If you wanted a neat snapshot of why June in Formula 1 is never just about lap time, Montréal provided it: Jos Verstappen and Toto Wolff, sat in plain view in the paddock, deep in conversation. It didn’t take long for the usual conclusions to start being scribbled in notebooks and typed into group chats. Silly season doesn’t so much arrive as reassert itself.
Red Bull boss Laurent Mekies, though, wasn’t interested in feeding that ecosystem. Asked whether the optics of a Verstappen–Wolff chat amounted to a not-so-subtle bit of leverage on Red Bull to keep delivering, Mekies basically shrugged at the premise.
“As much as it may sound exciting to see that from the outside, I really don’t think there is any intention particular behind [it],” he said in Canada. In other words: in a paddock where people talk for a living, sometimes people… talk.
Mekies’ broader point was that the Verstappen and Mercedes camps have never treated casual conversation as contraband. Wolff and Jos Verstappen have crossed paths like that before, and Mekies was keen to frame it as entirely normal in a travelling circus where everyone is within 30 metres of everyone else for most of the weekend.
“If any of these guys wants to have a chat, it’s going to be a story anyway,” he said. “We speak all the time with Max, and with Jos, and it’s completely natural that they can have conversations with Toto.”
Still, it’s not hard to see why that particular pairing, in that particular moment of the calendar, lands differently. Max Verstappen remains contracted to Red Bull until 2028, and he publicly stated he would stay with Red Bull in 2026. But the sport has spent long enough circling around the same clause-related speculation to know the contours: Verstappen is widely reported to have a break provision linked to where he sits in the drivers’ standings by the summer.
That’s why even a harmless paddock chat can look like a flare. Not because it *must* mean something is happening, but because everyone knows what *could* happen if performance dips and options open up. Teams don’t need to make offers loudly in June; they just need to make sure the right people know the door isn’t locked.
Mekies also swatted away the idea this was some orchestrated message, pointing out that Verstappen had been racing a Mercedes GT3 recently — the kind of crossover that can drive conspiracy theorists mad but is, in reality, a fairly ordinary part of modern driver life.
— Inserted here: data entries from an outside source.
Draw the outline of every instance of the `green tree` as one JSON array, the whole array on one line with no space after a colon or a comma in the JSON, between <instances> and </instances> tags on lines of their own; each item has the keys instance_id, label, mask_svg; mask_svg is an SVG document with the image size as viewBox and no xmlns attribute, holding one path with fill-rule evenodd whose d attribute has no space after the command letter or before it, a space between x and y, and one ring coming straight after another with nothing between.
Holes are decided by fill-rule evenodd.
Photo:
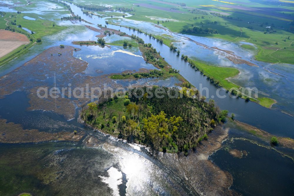
<instances>
[{"instance_id":1,"label":"green tree","mask_svg":"<svg viewBox=\"0 0 294 196\"><path fill-rule=\"evenodd\" d=\"M125 116L123 116L121 117L121 121L123 123L126 122L127 121L127 119Z\"/></svg>"},{"instance_id":2,"label":"green tree","mask_svg":"<svg viewBox=\"0 0 294 196\"><path fill-rule=\"evenodd\" d=\"M126 41L124 41L123 44L123 47L126 47L128 46L128 42Z\"/></svg>"},{"instance_id":3,"label":"green tree","mask_svg":"<svg viewBox=\"0 0 294 196\"><path fill-rule=\"evenodd\" d=\"M270 139L270 143L273 145L276 145L278 143L278 138L276 137L273 136Z\"/></svg>"},{"instance_id":4,"label":"green tree","mask_svg":"<svg viewBox=\"0 0 294 196\"><path fill-rule=\"evenodd\" d=\"M97 40L97 42L101 46L104 46L105 44L105 40L102 37L99 37Z\"/></svg>"},{"instance_id":5,"label":"green tree","mask_svg":"<svg viewBox=\"0 0 294 196\"><path fill-rule=\"evenodd\" d=\"M123 104L125 105L128 105L131 103L131 100L128 99L125 99L123 100Z\"/></svg>"},{"instance_id":6,"label":"green tree","mask_svg":"<svg viewBox=\"0 0 294 196\"><path fill-rule=\"evenodd\" d=\"M234 113L232 113L232 115L231 116L231 118L233 120L234 120L234 119L235 119L235 114L234 114Z\"/></svg>"}]
</instances>

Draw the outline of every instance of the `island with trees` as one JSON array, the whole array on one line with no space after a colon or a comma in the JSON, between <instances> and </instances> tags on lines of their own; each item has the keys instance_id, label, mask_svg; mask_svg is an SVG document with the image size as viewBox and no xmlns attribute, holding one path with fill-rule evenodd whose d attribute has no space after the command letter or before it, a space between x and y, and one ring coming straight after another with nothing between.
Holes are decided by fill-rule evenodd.
<instances>
[{"instance_id":1,"label":"island with trees","mask_svg":"<svg viewBox=\"0 0 294 196\"><path fill-rule=\"evenodd\" d=\"M188 154L228 114L185 87L144 87L112 97L107 91L83 106L81 119L94 129L163 152Z\"/></svg>"}]
</instances>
The subtext from Red Bull’s side was clear: don’t confuse proximity with plotting.
Yet the more interesting part of Mekies’ Canada remarks wasn’t really about who spoke to whom. It was about what Red Bull believes matters to its star driver right now — and why some of the louder noise around Verstappen’s future has cooled.
For months, one of the persistent theories in the background was that Verstappen might eventually step away from F1 altogether, particularly as discontent bubbled over the direction of the new regulations. Those rumours flared again as debate intensified about how the next generation of cars should drive — and, crucially, whether drivers are being asked to manage too much rather than simply unleash the thing.
That’s where Mekies struck a more thoughtful tone, insisting Verstappen’s criticisms come from a place of investment, not boredom or brinkmanship.
“I think you know Max cares about the sport, and the reason why he’s so vocal is because he genuinely cares about Formula 1 being the pinnacle of motorsports,” Mekies said. “He wants to see… flat-out qualifying. He wants to see the fastest drivers being able to push as hard as they want in the corners without losing any lap time due to that.”
Mekies’ line is that Verstappen has been heard — not just by Red Bull, but by the sport’s powerbrokers. An agreement in principle is in place to increase the share of internal combustion power relative to electrical power, with the aim of reducing the energy-management burden and letting drivers push flat-out for longer. Verstappen, notably, has backed that direction.
“There has been a fantastic openness from the stakeholders, from the FIA, from F1, from all the teams to say, ‘yeah, we need to do something about it’,” Mekies added.
It’s a useful reminder that Verstappen’s “noise” isn’t always contractual. Sometimes it’s technical, sometimes philosophical — and when those in charge respond, it can stabilise more than just a driver’s mood. If Verstappen feels the sport is moving back toward what he considers the right version of “pinnacle”, it naturally takes oxygen out of the sabbatical narrative.
None of which will stop the paddock from staring a beat too long the next time Wolff and a Verstappen share a coffee. That’s the reality when you’ve got a four-time world champion, a contract that runs to 2028, and a rumoured clause everyone can recite without ever seeing it in print.
For now, Red Bull’s message is to treat Montréal as what it looked like: two familiar faces talking in public. The rest — the pressure, the leverage, the what-ifs — is the sport doing what it always does this time of year.